It had been a hell of a week. I’d really earned my paycheck and was handling a sizable tax appeal which essentially meant herding cattle and trying to get people to do stuff lest something fall through the cracks and I get fired. This, on top of the whole back to school thing, and I was happy when the weekend finally came. OK, I was crawling to the finish line. But that just meant I deserved to treat myself, right?
I’d purchased the 1996 Chateau Montelena Cabernet Sauvignon several months ago and I must admit it was like money burning a hole in my hand. I was just itching to open it. I knew it potentially had a few years left on it, but I was also looking for any opportunity to crack it open. Crazy work week = Open Chateau Montelena Cab.

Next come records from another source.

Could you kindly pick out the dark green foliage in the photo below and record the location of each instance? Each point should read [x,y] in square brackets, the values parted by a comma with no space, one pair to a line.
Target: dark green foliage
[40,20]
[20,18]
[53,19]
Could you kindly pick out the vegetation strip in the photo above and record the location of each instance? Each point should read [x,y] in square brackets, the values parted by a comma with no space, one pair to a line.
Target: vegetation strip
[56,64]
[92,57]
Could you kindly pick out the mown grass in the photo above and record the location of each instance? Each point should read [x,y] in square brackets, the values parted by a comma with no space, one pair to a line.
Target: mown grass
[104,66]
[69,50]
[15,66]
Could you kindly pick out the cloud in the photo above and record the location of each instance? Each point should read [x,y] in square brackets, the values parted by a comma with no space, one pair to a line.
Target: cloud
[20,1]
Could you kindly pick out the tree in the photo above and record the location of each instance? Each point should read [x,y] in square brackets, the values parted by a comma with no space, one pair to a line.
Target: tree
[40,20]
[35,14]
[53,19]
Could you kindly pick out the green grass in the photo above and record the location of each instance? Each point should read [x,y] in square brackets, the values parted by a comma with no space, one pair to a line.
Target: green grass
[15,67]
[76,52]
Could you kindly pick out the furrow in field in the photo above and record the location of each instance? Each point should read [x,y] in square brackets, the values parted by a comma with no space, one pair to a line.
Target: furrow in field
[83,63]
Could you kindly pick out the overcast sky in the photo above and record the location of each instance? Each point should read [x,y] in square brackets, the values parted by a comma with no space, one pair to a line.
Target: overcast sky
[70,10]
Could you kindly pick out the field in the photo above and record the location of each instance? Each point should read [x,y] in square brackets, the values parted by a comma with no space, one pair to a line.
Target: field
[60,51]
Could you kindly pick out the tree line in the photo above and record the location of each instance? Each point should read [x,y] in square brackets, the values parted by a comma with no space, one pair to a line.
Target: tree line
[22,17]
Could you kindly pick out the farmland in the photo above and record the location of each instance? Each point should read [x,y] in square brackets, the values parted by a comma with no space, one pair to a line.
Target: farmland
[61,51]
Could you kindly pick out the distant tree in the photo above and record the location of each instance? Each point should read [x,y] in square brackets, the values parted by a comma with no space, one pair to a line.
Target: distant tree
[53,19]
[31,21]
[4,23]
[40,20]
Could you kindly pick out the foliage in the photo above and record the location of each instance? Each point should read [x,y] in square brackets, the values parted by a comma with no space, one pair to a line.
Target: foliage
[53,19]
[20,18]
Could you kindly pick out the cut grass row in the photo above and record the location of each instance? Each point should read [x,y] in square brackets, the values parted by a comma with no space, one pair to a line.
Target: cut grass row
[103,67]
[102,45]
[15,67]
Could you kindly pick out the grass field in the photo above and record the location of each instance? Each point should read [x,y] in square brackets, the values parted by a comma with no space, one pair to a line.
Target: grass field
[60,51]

Done.
The Chateau Montelena winery is located in Napa Valley. It became famous when it’s Chardonnay was awarded the top scores in a bling tasting competition between French and California wines back in 1976. If you’re not into wine history, you may have seen the movie Bottleshock, which is a fictionalized account of the historic Paris Wine Tasting of 1976 or the “Judgment of Paris” as it became to be known.
Today, the winery is still known for its Cabernet Sauvignon and Chardonnay and is just about on every must visit list of Napa wineries. I have vowed that this stunning estate will be on my list of places to visit when I’m next in Napa.
As we were opening a 1996 bottle, The Husband asked me what I’d been doing back in 1996 when these grapes were harvested. I had to think about it, but realized I was knee deep in law school. Hell, sorta? OK, so it wasn’t THAT bad, but I’m pretty sure that I had no clue about Chateau Montelena or its Cabs. Not sure if I’d even graduated up to box wine yet. Ahh, growth. This Cab was from the Montelena Estate vineyard. The Estate Cab goes for around $150 versus the “regular” Napa Valley Cab that goes for around $60. Twenty years and an hour of decanting and this one was still wound very tightly. I couldn’t pick up much but it still packed some nice acidity.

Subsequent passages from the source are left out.